Mikrodosiertechnik zur parallelen Optimierung der umweltfreundlichen biotechnischen Herstellung von Bernsteinsäure
AZ 13180
Projektleitung, - bearbeitung:
| Prof. Dr. D. Weuster-Botz Technische Universität München Lehrstuhl für Bioverfahrenstechnik, 85748 Garching Info-Link |
Partner:
DASGIP - Drescher Arnold & Schneider AG für Informations- und Prozesstechnologie, 52428 Jülich
Info-Link
OrganoBalance GmbH, 13355 Berlin
Info-Link
Projekt:
Bernsteinsäure wird heute ausschließlich chemisch durch katalytische Hydrierung von Maleinsäureanhydrid zu Bernsteinsäureanhydrid und nachfolgender Wasseranlagerung, bzw. durch direkte katalytische Hydrierung von Maleinsäure hergestellt. Mehr als 15000 t Bernsteinsäure werden jährlich in der organischen Synthese und zur Herstellung von Polyesterharzen, Farbstoffen und Pharmazeutika verwendet. Zur katalytischen Hydrierung von Maleinsäure oder Maleinsäureanhydrid sind Schwermetallkatalysatoren in organischen Lösungsmitteln bei hohen Temperaturen und hohen Drücken (bis 2,5 MPa) erforderlich.
Zielsetzung dieses Forschungs- und Entwicklungsvorhabens ist zum einen die Entwicklung von Saccharomyces cerevisiae Bernsteinsäureproduzenten über gezieltes metabolisches Design des Zentralstoffwechsels.
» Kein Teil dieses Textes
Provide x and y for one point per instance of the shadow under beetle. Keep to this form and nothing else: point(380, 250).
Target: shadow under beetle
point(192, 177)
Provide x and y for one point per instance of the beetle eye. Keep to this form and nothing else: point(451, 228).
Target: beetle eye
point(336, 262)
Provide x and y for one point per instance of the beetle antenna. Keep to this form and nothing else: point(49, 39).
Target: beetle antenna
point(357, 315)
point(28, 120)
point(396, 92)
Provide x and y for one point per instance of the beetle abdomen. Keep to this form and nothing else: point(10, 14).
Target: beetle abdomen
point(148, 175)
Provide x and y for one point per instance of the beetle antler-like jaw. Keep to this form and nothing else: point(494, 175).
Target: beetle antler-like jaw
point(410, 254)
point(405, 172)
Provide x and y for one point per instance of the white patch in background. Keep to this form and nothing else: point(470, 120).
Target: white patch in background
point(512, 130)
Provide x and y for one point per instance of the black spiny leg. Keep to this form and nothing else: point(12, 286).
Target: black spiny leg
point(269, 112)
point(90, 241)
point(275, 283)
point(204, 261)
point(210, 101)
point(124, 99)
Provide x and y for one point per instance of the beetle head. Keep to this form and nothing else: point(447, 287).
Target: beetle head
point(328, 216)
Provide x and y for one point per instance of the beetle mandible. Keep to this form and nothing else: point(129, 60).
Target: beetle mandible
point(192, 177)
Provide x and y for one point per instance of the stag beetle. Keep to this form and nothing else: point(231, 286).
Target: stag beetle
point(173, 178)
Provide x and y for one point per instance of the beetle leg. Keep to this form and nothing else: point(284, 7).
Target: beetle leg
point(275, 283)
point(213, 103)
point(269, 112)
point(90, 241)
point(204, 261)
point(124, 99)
Zum anderen ist die Entwicklung eines Mikrodosierkopfes für bis zu 48 parallele Bioreaktoren im Millilitermaßstab zur individuellen quasi-kontinuierlichen Dosierung von Substraten und Titrationsmittel im Nanoliter- bis Mikrolitermaßstab geplant, um zusammen mit einem Bioreaktorblock die parallele Optimierung der Reaktionsbedingungen zur Bernsteinsäureherstellung unter technischen Prozessbedingungen zu ermöglichen.
Mit diesem Forschungsvorhaben soll ein Beitrag für die nachhaltige Bereitstellung des chemischen Zwischenprodukts Bernsteinsäure geleistet werden. Die Verwendung von nachwachsenden Rohstoffen zur Herstellung von Bernsteinsäure trägt zur Schonung endlicher fossiler Ressourcen bei. Eine wesentliche Umweltentlastung ist bei Ersatz der petrochemischen Synthese durch ein biologisches Verfahren aufgrund der Verwendung leicht abbaubarer nachwachsender Rohstoffe, hochaktiver und hochselektiver, sowie biologisch abbaubarer Biokatalysatoren, Verzicht auf organische Lösungsmittel und milden Reaktionsbedingungen mit geringem Energiebedarf zu erwarten.